Is there bad journalism out there? Of course. But the tonic to bad journalism is more good journalism. It’s not censorship or attempting to cut out the financial underpinning of a private enterprise that works best when it serves the public good.

Without realizing it, Mr. Defund and others who advocate for muzzling the press are supporting autocracy at best and fascism at its worst.

The first thing any oppressive regime does is silence or seize control of the press. As a lifelong journalist, I’ve always been chilled by accounts of how the Nazis physically destroyed the Munich Post and sent its editors to concentration camps because it had fearlessly reported Hitler’s dark plans for the holocaust and the elimination of representative government.

Hitler tried to make journalists the enemy of the people, too. One of them was Fritz Gerlich, editor of the Munich paper Der gerade Weg (The Straight Path). One of Hitler’s fiercest critics, Gerlich was arrested after Hitler came to power and murdered in the Dachau concentration camp near Munich. His ashes were sent to his widow, who apparently first learned of her husband’s death that way. Imagine her horror and sorrow.

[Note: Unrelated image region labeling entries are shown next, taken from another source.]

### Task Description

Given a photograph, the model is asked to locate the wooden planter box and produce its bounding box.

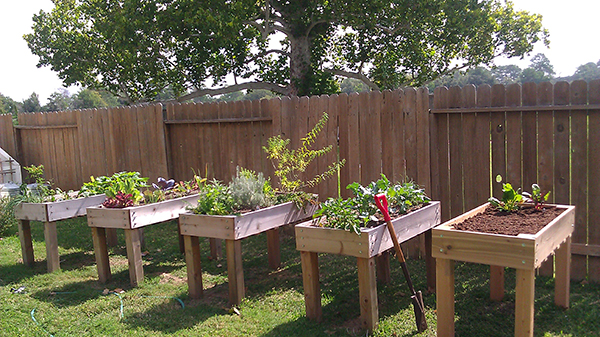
[432,204,575,336]
[87,194,198,286]
[14,194,105,272]
[179,202,317,305]
[296,201,440,331]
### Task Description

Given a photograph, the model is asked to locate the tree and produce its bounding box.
[571,61,600,81]
[520,53,554,83]
[43,88,73,111]
[25,0,548,102]
[23,92,42,112]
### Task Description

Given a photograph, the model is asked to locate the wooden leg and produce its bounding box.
[183,235,202,298]
[44,221,60,273]
[515,269,535,337]
[106,228,119,247]
[357,257,379,332]
[92,227,111,283]
[19,220,34,267]
[435,259,454,337]
[554,236,571,308]
[208,238,223,261]
[177,218,185,254]
[376,251,392,284]
[267,228,281,269]
[225,240,246,305]
[425,229,435,293]
[125,229,144,287]
[490,266,504,302]
[300,251,323,322]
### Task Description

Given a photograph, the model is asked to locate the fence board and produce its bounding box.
[568,81,588,280]
[577,80,600,282]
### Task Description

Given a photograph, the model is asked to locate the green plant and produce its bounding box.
[263,113,346,195]
[488,183,524,212]
[228,167,275,210]
[187,179,234,215]
[523,184,550,211]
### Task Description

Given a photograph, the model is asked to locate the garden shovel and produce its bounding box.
[375,194,427,332]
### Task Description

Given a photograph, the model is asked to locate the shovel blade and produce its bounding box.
[410,291,427,332]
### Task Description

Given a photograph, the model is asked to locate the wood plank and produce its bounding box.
[435,258,454,337]
[44,222,60,273]
[554,236,571,308]
[92,227,111,283]
[125,229,144,287]
[225,240,246,306]
[183,235,203,299]
[505,83,523,188]
[577,80,600,282]
[568,81,597,280]
[491,84,506,198]
[267,228,281,269]
[357,258,379,332]
[527,82,556,276]
[515,269,535,337]
[300,251,323,322]
[19,220,35,267]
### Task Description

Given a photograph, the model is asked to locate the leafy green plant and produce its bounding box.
[523,184,550,211]
[229,167,275,210]
[488,183,525,212]
[263,113,346,199]
[313,174,430,234]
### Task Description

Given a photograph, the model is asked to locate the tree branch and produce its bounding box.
[177,82,290,102]
[325,69,380,90]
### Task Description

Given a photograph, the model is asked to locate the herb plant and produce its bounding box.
[263,113,346,204]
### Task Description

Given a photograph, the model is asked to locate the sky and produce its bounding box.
[0,0,600,105]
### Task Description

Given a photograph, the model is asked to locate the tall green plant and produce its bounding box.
[263,112,346,198]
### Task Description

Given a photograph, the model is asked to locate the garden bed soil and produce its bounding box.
[453,206,565,236]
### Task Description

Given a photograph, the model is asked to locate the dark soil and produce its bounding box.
[453,206,565,236]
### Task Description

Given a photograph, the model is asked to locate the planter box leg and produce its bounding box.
[267,228,281,269]
[376,251,392,284]
[208,238,223,261]
[435,259,454,337]
[357,257,379,332]
[19,220,34,267]
[515,269,535,337]
[177,218,187,253]
[300,251,323,322]
[44,221,60,273]
[106,228,119,247]
[92,227,111,283]
[554,236,571,308]
[225,240,246,305]
[183,235,202,299]
[125,229,144,287]
[490,266,504,302]
[425,229,435,293]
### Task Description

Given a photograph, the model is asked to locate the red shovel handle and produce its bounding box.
[375,193,392,222]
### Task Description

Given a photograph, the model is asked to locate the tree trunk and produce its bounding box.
[288,36,312,96]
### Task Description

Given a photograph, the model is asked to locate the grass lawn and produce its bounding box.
[0,218,600,337]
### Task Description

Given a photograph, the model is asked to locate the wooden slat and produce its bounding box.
[505,83,522,188]
[568,81,598,280]
[491,84,506,198]
[576,80,600,282]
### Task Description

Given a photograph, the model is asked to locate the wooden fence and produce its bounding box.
[0,81,600,281]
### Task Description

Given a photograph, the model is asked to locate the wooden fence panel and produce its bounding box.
[576,80,600,282]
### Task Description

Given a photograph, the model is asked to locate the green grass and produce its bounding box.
[0,219,600,337]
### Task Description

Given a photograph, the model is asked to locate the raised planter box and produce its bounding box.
[179,202,316,304]
[87,194,198,286]
[432,204,575,336]
[296,201,440,331]
[14,194,105,272]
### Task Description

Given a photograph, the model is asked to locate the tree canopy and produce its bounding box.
[25,0,548,102]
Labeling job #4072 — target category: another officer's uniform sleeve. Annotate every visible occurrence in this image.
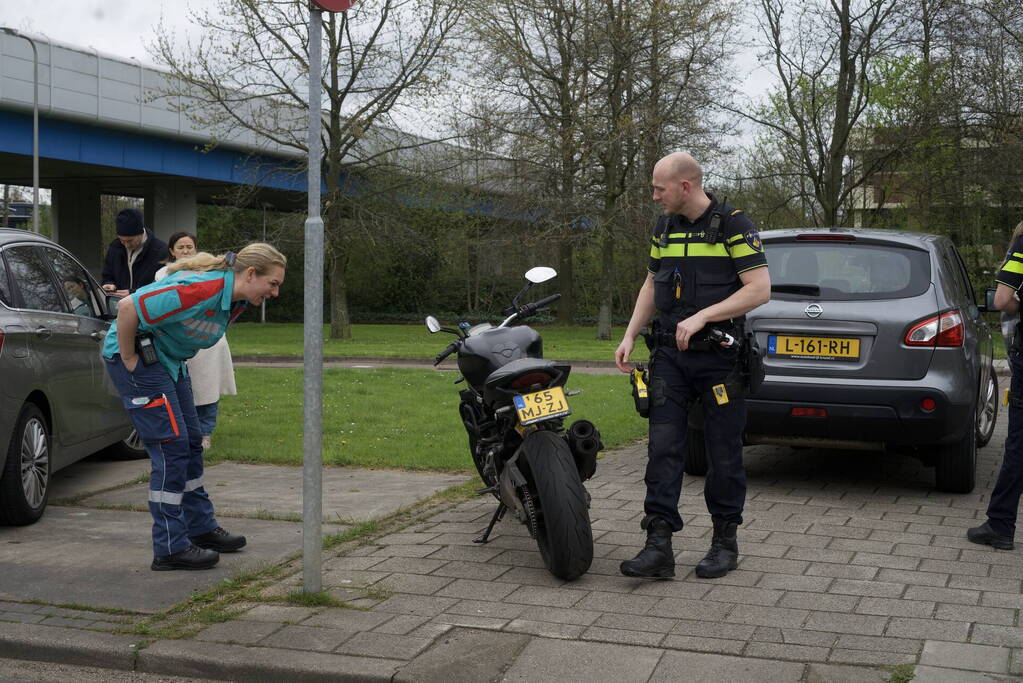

As in any profession, there are good, bad, mediocre and dishonest journalists. The vast majority of them work for low pay, put in long hours and endure the criticism of officials and other sources they anger from time to time. Their greatest compensation is the knowledge that their work makes a difference by informing people, even through such basic reports as those explaining why public school teachers are striking or why city water rates are rising. Public service journalism is not just reporting a scandal the scale of Watergate.

Mr. Defund, remember that journalists are not your enemy. Your enemies are those who tell you that we are.

So think a little deeper before you wear that sweatshirt again.